Haitian entrepreneurs received some considerable funds for their start-ups at the second annual PowerUp! Kreyol Business Plan competition in Prospect Heights on Sept. 26.
The annual competition, which started in 2015, awards three prospective and up-and-coming business owners with funding to pursue their dreams for their start-ups. One of the winning nominees said losing in last year’s competition made her work harder on her ideas to win this time around.
“I was one of participants last year and I’m glad I decided to participate again,” said Cindy Similien-Johnson, founder of Goal Chic and second place prize winner.
“Never ever give up. I decided this time around to hone in on my idea, and work on it day and night. I believe in my dream and I knew I had to work on it,” she added.
The PowerUp! Business Kreyol Plan competition is organized in conjunction with the Brooklyn Public Library and the New York City Department of Small Business Services. The competition invites prospective candidates to take a series of classes on marketing, finance and business counseling, for their respective businesses. Eight judges from the community decide on six finalists to award the first place winner with $5,000, the second with $3,000, and the third place winner with $2,000.
With New York City having the second largest Haitian population in the country, Brooklyn Public Library centered on creating a contest specific to the Haitian community, according to Winnie Siclait, PowerUp! Kreyol community liaison at Brooklyn Public Library.

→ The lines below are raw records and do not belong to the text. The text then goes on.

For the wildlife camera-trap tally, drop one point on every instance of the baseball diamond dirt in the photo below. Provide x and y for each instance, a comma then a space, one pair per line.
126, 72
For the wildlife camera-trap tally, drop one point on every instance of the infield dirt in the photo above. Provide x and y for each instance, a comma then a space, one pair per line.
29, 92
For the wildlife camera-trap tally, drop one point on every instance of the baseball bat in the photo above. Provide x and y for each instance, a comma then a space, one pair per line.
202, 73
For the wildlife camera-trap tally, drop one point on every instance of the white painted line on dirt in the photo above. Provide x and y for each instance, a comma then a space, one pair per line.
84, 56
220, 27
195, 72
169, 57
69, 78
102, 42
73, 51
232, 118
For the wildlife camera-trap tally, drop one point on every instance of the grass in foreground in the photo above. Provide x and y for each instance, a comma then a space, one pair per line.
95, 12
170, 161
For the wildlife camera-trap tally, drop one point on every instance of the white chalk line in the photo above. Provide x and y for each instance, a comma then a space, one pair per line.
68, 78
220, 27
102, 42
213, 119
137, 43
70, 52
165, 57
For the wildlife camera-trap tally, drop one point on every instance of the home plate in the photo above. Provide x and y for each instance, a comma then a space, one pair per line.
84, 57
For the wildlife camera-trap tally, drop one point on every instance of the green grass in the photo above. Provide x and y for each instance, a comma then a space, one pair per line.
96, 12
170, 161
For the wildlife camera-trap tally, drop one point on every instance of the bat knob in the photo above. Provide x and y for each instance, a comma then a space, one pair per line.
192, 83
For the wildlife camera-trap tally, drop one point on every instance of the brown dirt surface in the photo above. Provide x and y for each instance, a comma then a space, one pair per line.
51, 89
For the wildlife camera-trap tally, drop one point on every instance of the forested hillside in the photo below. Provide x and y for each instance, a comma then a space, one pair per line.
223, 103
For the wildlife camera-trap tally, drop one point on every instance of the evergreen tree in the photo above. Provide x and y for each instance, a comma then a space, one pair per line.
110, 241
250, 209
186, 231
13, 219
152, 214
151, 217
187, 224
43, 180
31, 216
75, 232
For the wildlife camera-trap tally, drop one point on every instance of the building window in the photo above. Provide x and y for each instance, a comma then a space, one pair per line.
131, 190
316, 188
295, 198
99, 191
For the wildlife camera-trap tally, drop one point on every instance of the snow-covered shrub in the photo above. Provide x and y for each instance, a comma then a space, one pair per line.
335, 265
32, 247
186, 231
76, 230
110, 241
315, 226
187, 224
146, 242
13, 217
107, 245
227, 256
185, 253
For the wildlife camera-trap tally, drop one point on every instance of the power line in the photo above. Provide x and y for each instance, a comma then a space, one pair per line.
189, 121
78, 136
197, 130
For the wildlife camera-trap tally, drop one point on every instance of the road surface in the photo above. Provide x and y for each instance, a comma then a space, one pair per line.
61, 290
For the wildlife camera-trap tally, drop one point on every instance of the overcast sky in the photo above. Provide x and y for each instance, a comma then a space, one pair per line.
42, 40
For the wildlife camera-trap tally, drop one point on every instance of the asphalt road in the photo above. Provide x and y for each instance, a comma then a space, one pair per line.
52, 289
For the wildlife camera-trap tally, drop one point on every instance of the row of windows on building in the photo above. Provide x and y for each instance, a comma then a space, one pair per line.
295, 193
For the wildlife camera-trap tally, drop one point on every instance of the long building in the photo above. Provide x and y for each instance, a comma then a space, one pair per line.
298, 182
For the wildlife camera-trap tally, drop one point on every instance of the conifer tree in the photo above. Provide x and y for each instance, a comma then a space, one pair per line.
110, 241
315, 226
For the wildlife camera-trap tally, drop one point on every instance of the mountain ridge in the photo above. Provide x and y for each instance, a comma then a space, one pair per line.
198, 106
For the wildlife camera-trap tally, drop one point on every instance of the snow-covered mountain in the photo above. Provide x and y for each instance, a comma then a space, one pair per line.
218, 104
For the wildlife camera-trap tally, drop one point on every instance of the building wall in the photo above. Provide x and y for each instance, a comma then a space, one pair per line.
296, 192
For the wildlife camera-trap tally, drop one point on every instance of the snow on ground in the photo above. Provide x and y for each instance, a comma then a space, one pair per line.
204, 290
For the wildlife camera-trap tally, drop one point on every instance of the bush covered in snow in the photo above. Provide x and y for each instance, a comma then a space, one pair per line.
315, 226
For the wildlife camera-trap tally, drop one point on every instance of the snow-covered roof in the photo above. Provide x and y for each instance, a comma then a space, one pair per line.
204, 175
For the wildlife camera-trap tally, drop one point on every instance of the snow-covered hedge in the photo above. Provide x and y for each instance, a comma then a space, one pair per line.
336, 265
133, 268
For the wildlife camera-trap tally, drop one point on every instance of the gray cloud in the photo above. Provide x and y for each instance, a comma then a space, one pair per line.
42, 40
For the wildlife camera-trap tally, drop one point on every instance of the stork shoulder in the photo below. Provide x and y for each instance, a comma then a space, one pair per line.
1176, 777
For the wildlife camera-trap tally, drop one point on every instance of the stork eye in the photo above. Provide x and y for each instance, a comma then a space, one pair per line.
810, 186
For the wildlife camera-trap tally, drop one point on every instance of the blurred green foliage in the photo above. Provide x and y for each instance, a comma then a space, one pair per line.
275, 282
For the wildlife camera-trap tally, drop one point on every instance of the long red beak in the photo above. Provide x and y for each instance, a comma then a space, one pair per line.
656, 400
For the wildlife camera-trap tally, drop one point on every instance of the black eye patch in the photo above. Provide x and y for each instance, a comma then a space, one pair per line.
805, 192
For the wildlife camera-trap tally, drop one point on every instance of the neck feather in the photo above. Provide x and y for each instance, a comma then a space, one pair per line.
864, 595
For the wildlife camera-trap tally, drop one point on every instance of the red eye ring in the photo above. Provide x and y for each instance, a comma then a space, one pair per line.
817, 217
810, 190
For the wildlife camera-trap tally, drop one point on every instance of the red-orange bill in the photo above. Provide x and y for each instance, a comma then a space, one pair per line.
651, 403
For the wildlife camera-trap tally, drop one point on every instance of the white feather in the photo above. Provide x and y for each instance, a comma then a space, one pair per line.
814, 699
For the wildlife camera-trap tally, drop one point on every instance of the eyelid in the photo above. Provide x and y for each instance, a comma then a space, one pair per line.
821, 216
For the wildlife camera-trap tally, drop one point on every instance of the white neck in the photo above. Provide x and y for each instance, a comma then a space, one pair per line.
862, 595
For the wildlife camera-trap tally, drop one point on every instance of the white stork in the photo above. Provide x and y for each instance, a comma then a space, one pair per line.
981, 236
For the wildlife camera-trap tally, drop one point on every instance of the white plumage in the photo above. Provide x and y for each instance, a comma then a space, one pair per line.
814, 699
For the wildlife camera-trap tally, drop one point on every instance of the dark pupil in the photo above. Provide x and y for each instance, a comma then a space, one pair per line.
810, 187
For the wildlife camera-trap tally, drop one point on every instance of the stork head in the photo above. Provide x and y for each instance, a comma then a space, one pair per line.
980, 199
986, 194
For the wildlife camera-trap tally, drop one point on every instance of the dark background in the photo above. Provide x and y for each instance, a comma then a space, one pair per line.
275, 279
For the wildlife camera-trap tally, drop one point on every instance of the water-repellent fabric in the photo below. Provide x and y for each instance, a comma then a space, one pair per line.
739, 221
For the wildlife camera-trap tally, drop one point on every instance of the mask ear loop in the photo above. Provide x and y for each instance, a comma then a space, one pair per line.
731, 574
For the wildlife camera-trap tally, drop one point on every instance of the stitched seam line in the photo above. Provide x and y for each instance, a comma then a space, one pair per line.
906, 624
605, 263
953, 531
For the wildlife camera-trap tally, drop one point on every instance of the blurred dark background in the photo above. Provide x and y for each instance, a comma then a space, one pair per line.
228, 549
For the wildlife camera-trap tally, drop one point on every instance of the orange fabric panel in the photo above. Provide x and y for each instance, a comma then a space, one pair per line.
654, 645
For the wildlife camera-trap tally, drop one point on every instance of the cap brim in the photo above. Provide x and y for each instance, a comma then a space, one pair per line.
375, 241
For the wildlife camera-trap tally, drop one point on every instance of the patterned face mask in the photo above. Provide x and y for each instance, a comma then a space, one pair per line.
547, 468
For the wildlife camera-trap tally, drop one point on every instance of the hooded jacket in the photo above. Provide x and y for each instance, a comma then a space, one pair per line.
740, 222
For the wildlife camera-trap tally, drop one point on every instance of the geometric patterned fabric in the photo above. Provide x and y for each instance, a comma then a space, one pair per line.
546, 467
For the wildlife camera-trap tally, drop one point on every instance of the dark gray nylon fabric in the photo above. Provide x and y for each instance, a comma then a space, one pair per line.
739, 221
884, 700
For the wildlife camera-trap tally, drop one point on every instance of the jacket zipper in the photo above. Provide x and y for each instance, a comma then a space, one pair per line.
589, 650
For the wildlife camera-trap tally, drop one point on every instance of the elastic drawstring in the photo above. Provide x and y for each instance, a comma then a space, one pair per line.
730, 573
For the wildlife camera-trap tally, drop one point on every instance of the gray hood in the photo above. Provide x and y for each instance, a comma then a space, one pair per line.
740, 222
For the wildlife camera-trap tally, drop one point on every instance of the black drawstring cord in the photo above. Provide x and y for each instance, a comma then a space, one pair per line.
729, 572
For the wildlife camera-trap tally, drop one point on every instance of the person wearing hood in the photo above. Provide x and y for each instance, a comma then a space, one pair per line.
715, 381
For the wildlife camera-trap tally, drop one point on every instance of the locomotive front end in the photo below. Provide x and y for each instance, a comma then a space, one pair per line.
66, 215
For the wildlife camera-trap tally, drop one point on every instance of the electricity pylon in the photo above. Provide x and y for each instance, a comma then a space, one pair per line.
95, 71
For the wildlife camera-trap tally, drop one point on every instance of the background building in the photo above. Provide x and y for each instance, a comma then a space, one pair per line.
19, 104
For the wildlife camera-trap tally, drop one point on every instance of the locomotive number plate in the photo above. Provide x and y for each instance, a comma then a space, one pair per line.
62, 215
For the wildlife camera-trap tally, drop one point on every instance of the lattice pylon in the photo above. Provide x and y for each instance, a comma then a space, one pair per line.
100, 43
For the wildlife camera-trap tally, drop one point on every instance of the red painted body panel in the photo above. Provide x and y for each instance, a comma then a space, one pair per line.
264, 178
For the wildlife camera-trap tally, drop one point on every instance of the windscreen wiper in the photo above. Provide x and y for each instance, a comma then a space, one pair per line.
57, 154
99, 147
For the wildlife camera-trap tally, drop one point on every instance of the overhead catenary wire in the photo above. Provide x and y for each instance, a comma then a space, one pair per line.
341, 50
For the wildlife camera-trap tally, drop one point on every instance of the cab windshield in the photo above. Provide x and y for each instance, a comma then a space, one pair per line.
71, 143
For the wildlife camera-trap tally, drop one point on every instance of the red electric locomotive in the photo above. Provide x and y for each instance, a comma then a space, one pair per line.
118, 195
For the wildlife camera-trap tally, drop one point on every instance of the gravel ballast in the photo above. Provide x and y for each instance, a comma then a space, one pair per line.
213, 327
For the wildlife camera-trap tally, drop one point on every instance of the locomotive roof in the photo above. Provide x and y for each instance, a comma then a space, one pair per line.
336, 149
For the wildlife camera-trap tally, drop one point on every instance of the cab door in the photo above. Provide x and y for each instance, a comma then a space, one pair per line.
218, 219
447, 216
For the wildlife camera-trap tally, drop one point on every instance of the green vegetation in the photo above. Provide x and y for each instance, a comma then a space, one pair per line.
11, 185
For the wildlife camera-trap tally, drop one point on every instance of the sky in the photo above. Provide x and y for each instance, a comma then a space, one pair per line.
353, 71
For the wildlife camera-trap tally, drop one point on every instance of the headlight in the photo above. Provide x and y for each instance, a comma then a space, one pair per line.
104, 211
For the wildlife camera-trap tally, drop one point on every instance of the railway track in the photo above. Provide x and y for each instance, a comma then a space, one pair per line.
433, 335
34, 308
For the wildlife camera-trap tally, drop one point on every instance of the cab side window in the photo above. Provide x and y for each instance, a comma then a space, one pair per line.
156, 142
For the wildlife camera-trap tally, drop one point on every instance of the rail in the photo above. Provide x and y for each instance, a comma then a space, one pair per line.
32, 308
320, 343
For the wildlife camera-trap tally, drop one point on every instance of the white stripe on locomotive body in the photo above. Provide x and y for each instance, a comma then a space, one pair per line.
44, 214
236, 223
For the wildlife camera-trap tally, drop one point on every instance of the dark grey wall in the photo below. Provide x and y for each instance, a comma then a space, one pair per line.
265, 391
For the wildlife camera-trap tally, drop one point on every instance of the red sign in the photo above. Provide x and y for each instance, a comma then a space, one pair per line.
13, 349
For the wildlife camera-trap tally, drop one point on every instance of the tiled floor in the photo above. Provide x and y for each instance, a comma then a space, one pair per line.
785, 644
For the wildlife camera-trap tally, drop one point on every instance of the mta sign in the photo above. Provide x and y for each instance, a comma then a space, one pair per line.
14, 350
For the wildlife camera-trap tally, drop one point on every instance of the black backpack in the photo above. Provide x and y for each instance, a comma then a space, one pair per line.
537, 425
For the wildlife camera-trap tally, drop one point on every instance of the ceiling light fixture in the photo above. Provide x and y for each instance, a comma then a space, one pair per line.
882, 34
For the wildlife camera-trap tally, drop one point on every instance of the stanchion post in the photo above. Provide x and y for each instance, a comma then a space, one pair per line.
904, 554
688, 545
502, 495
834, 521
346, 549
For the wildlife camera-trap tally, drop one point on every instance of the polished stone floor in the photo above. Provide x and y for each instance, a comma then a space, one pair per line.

The competition provides funding opportunities for the underserved community and allows Haitian entrepreneurs to find pathways into business. The competition’s first place winner said winning was a payoff of his hard work, and said centralizing the event for Haitians will encourage more participation.
“It feels amazing — one of the biggest things for me is just the excitement I have from knowing how much time I put into it,” said Lawrence Lovell, a mental health therapist.
“I want to see more programs like this and I’d love to see more funding like this,” he said. “It’s very apparent that when you create funding opportunities like this, those in the Haitian community are going to stand up and participate. We’re willing to do the work. We just need the opportunity.”
Lovell won $5,000 to fund Breakthrough Solutions, a mental health service he is creating that will be based in East Flatbush. He praised the work of the community and wants to see more done.
“It is very important that they’re doing this. It is a very big deal and it allows us to take ideas we may have in a raw form and be able to sculpt and polish it, and make something that is formal and appropriate and presentable,” said Lovell. “They gave me a chance to really polish my idea and put it together in a more comprehensive way. I’m glad that Breakthrough Solutions really just gives us a chance to pour back into the community — that’s what it’s all about.”